# Color of light after refraction

I know that the color of light depends on its wavelength. Also, when light moves from one medium to another, its wavelength changes. The question: So, when light moves from one medium to another does its color change?

• The perception of color is a neuro-biological reaction of the brain to stimuli of receptors on the retina. These receptors absorb a photon and undergo a geometrical change which is registered by the brain as light of a certain color. What is important for the receptor to absorb the light is the energy of the light (or frequency), which does not change after refraction.
– Paul
Commented Nov 19, 2016 at 12:19

Another way of saying Apoorv Potnis's answer is to say that the light's color is defined by the photon energy, and this does not change. Since we always "see" light propagating through the vitreous humor of our eye, the only variable here is the frequency: the medium (vitreous humor) is defined and the wavelength follows.

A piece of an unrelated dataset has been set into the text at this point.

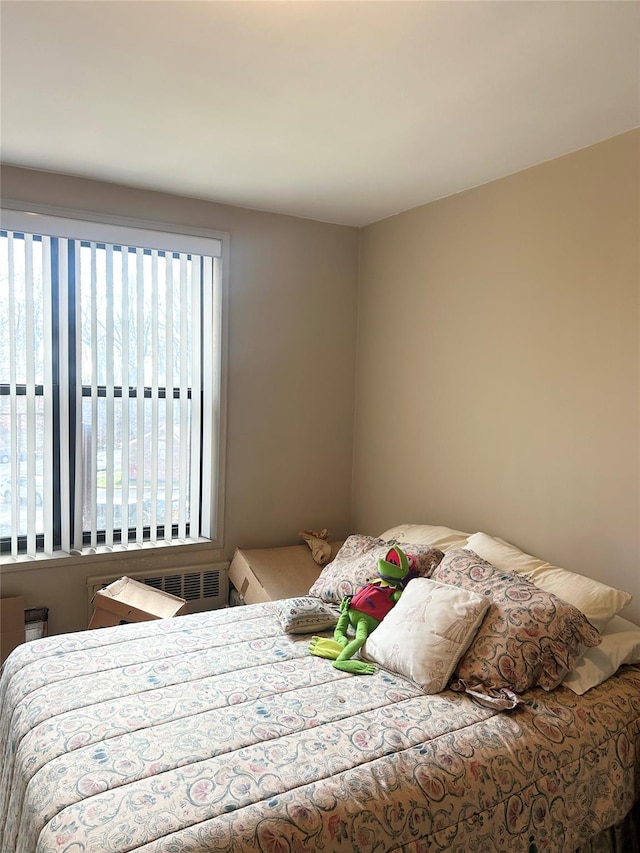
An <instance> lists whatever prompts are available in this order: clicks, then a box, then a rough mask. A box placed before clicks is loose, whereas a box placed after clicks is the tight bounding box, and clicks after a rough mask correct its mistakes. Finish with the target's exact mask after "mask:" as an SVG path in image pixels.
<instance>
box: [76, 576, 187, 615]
mask: <svg viewBox="0 0 640 853" xmlns="http://www.w3.org/2000/svg"><path fill="white" fill-rule="evenodd" d="M185 604H186V601H185V599H184V598H178V596H176V595H170V594H169V593H168V592H162V590H160V589H154V588H153V587H152V586H147V584H144V583H140V582H139V581H134V580H132V578H127V577H123V578H120V579H119V580H117V581H114V582H113V583H111V584H109V586H106V587H105V588H104V589H101V590H99V591H98V592H96V594H95V595H94V597H93V606H94V611H93V616H92V617H91V621H90V622H89V628H109V627H111V626H112V625H125V624H126V623H128V622H148V621H149V620H151V619H167V618H170V617H172V616H175V615H176V614H177V613H179V612H180V610H182V608H183V607H184V605H185Z"/></svg>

So, when we put our eye into water, or other medium, only the frequency can define the color.

There is another sense wherein the color can change subtly on refraction and that is if broadband (white) light is incident non-normally on an interface. Different wavelengths have different transmission co-efficients defined by the Fresnel Equations, so the frequency spectrum of the transmitted light is changed by the refraction. This effect is most pronounced at highly glancing incidence angles.

I'm giving a link of a similar question in my answer as I don't have enough reputation to comment. Link Does light color change when refracting?

The color we perceive is dependent on frequency and wavelength. The color will not change. What you're not taking into account is the speed of light in the medium. It's not the same $c$ in vacuum. The frequency stays the same. What changes is that speed of light in the refracting medium and as a result the wavelength. This difference for speed is the exact reason we have refractive effects, and I believe this was the observation that led to Snell's Law. In symbols
$λ=c/ν$
where $λ$ is the wavelength and $ν$ is the frequency.